In a bid to raise awareness about the absence of support for mental health, it is often stated that physical health would never be treated in the same way. On the face of it, the logic can make sense. If you think of a broken leg, it’s hard to believe that someone would tell the individual who is in pain and can’t walk to “just get on with it”.
However, beyond this example, the comparison doesn’t actually stand up to scrutiny – and is inherently ableist as it throws many disabled people under the bus.
We need greater mental health resources and support in society. That cannot be denied. Figures suggest that between 1 in 4 or 1 in 6 people will experience a mental health condition in their life time. Furthermore, the cuts to services have seen patients struggling for beds or to access the right support. There’s also still huge stigma around mental health support that stops people from being able to talk about what’s going on with them, although it must be added that even when people are out about their mental health, it’s still incredibly difficult for them to be granted appropriate support as it is just such a rarity in the UK.

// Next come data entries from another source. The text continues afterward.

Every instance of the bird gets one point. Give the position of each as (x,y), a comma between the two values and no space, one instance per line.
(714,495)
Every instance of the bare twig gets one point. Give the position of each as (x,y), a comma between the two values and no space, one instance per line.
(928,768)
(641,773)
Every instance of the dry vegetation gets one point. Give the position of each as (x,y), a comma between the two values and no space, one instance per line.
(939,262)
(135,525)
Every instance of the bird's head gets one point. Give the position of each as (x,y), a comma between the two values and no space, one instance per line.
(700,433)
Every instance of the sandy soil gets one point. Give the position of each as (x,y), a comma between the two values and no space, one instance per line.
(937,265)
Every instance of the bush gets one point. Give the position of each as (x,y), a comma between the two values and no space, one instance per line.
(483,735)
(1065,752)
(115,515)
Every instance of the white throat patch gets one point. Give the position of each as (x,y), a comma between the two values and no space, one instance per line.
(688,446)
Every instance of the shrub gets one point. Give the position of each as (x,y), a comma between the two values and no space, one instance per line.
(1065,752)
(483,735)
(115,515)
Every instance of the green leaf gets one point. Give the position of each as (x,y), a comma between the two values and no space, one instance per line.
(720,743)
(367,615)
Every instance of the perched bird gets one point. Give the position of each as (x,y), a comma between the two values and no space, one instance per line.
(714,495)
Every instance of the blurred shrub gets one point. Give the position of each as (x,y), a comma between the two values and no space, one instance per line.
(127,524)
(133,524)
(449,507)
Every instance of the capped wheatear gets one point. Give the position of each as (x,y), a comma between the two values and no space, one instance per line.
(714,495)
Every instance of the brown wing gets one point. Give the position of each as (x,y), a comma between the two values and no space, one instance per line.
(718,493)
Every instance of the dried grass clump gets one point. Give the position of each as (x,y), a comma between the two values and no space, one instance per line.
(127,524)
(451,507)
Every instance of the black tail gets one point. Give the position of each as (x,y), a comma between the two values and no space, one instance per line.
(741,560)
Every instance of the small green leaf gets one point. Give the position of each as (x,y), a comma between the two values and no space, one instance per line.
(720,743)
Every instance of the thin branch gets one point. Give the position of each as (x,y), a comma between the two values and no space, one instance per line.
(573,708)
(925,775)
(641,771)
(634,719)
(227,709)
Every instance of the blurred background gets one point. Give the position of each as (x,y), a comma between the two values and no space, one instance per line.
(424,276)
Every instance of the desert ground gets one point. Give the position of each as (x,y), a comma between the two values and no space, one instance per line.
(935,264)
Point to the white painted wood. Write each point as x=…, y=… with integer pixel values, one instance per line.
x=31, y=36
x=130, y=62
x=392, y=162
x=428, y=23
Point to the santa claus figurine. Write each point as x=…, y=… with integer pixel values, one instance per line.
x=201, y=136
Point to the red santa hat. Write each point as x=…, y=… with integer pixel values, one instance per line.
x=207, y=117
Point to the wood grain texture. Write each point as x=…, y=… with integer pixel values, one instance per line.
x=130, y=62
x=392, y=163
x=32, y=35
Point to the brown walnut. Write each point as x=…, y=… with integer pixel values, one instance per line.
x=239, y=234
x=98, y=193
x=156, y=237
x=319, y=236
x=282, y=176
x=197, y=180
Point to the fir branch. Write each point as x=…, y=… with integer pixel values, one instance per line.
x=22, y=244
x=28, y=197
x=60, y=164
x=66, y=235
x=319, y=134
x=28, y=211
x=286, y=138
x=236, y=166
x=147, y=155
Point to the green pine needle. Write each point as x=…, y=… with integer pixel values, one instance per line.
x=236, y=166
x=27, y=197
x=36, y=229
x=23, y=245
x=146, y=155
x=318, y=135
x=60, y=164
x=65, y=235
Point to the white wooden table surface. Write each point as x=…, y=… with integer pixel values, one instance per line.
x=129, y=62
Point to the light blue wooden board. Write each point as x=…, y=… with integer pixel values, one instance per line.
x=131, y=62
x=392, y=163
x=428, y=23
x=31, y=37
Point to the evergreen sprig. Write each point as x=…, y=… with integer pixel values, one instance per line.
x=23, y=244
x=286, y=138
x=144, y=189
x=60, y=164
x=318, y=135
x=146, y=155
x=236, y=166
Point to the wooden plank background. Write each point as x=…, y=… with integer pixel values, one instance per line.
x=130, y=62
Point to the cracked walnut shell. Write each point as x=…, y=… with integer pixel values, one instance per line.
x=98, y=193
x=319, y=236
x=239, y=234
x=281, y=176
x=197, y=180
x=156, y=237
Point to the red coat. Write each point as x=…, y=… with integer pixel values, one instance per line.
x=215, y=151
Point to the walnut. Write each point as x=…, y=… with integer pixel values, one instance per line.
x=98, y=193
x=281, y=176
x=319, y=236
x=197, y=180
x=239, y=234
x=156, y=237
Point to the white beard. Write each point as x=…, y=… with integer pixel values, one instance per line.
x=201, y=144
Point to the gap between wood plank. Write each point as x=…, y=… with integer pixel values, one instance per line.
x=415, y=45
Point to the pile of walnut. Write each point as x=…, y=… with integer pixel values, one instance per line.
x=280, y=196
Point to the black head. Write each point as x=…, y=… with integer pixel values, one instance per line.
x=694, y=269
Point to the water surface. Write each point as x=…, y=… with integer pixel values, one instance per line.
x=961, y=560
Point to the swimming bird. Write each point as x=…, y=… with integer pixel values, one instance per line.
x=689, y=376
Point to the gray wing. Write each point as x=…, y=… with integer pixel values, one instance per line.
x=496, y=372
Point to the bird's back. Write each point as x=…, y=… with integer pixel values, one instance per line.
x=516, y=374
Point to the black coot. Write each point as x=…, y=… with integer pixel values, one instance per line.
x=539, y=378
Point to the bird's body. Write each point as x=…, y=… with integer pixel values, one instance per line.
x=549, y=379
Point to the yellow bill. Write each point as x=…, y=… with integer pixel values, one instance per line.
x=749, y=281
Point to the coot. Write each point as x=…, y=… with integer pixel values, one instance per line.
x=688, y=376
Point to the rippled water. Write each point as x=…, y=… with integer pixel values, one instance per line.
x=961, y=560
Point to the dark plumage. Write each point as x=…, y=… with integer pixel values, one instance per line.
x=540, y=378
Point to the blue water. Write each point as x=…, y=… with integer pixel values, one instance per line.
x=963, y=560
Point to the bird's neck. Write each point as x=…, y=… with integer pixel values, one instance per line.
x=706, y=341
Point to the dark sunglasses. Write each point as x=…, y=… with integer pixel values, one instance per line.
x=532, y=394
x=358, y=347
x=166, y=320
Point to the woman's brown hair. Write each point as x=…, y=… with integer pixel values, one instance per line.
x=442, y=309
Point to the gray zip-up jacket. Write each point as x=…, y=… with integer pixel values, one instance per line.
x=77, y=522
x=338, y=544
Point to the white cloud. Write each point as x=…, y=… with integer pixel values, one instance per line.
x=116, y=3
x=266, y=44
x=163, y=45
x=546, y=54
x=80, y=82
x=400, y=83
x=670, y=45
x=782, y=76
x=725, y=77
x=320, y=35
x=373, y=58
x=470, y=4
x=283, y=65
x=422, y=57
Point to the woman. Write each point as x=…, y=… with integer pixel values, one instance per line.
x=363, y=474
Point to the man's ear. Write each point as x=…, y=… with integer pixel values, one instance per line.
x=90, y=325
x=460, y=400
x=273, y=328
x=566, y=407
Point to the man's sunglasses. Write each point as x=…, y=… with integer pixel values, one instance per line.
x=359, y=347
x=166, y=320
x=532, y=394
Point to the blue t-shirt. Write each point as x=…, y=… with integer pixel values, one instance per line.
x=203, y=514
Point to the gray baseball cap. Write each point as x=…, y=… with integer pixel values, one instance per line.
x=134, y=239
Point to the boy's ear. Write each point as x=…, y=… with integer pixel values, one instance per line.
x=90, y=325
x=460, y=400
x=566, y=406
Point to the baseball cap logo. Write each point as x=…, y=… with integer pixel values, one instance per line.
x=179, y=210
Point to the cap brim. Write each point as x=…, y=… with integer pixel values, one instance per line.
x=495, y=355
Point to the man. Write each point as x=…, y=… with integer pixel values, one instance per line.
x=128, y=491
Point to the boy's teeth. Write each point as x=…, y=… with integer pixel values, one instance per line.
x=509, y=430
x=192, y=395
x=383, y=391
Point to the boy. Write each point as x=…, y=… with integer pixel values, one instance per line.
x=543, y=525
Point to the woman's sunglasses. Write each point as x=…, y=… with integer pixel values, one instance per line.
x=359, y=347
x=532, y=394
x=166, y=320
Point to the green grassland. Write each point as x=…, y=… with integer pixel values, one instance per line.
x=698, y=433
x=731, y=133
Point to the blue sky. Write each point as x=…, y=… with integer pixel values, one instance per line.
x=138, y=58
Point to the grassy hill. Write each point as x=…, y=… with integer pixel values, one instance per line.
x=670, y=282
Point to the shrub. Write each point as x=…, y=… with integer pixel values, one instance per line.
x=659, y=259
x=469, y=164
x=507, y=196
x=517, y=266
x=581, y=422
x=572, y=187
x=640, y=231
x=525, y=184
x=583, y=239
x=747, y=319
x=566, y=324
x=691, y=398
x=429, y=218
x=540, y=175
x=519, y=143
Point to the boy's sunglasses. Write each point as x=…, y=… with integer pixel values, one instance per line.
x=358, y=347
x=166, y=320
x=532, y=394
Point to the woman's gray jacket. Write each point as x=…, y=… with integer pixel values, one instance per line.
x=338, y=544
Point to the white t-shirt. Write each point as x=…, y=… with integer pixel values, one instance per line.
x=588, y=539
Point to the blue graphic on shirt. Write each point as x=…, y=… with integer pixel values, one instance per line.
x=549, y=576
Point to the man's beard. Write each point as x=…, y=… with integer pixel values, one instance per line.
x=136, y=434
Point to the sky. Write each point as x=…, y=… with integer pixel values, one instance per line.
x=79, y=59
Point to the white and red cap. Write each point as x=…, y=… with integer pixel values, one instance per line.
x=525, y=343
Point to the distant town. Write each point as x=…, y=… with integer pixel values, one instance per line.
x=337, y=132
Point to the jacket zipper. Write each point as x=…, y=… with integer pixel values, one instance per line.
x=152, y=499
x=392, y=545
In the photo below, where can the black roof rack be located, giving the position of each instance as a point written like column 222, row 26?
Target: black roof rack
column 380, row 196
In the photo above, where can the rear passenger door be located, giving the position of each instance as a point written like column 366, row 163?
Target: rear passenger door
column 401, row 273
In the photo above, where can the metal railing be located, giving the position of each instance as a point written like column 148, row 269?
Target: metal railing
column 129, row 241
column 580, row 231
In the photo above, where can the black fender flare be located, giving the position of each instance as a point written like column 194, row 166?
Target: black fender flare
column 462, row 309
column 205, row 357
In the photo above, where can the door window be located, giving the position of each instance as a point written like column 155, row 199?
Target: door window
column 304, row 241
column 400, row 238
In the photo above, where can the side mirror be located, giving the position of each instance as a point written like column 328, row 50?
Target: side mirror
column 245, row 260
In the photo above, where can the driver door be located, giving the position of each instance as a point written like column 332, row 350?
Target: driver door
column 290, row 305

Yet, that doesn’t mean that physical health is treated perfectly, or even well. Many conditions do get treated but it is precisely the idea that physical health is easy to fix and that doctors can just crack on why people who live with chronic pain are being abandoned.
Those who live with chronic pain are failed by the healthcare system. Many have to turn to illegal substances for any kind of relief, or are left in limbo, being given prescriptions that might help them just about manage day to day but don’t actually do much more than that or fix the underlying reason for pain.
People with chronic pain, or conditions which are difficult to diagnose, can end up feeling every bit as lost and forgotten as people with mental health conditions. Saying that “physical health would never be treated like mental health” is a cruel joke for those with disabilities who have been thrown on the scrap heap because the medical establishment either don’t believe their levels of pain or think their condition is too “difficult”.
“People with chronic pain, or conditions which are difficult to diagnose, can end up feeling every bit as lost and forgotten as people with mental health conditions”
This is just another phrase that actually pits people who need support (albeit different kinds of support) against each other. It’s particularly pernicious when the people who develop depression, anxiety and even agoraphobia due to their physical health are factored into the equation. It’s ridiculous to imply that their physical health has been treated wonderfully.
Physical health is complex and wide ranging, which is often forgotten. It’s not so easy as fixing a broken leg. People still die regularly without any known cause being given, simply because we don’t understand every element of our physical health. Nobody knows this more than anyone who experiences chronic pain. There’s often little medical research, few medications and complete lack of awareness in society. Mental health is struggling, but so too is physical health. It’s time disabled people stopped fighting among themselves and started taking the fight to those who stand in the way of progress for any and all disabled people.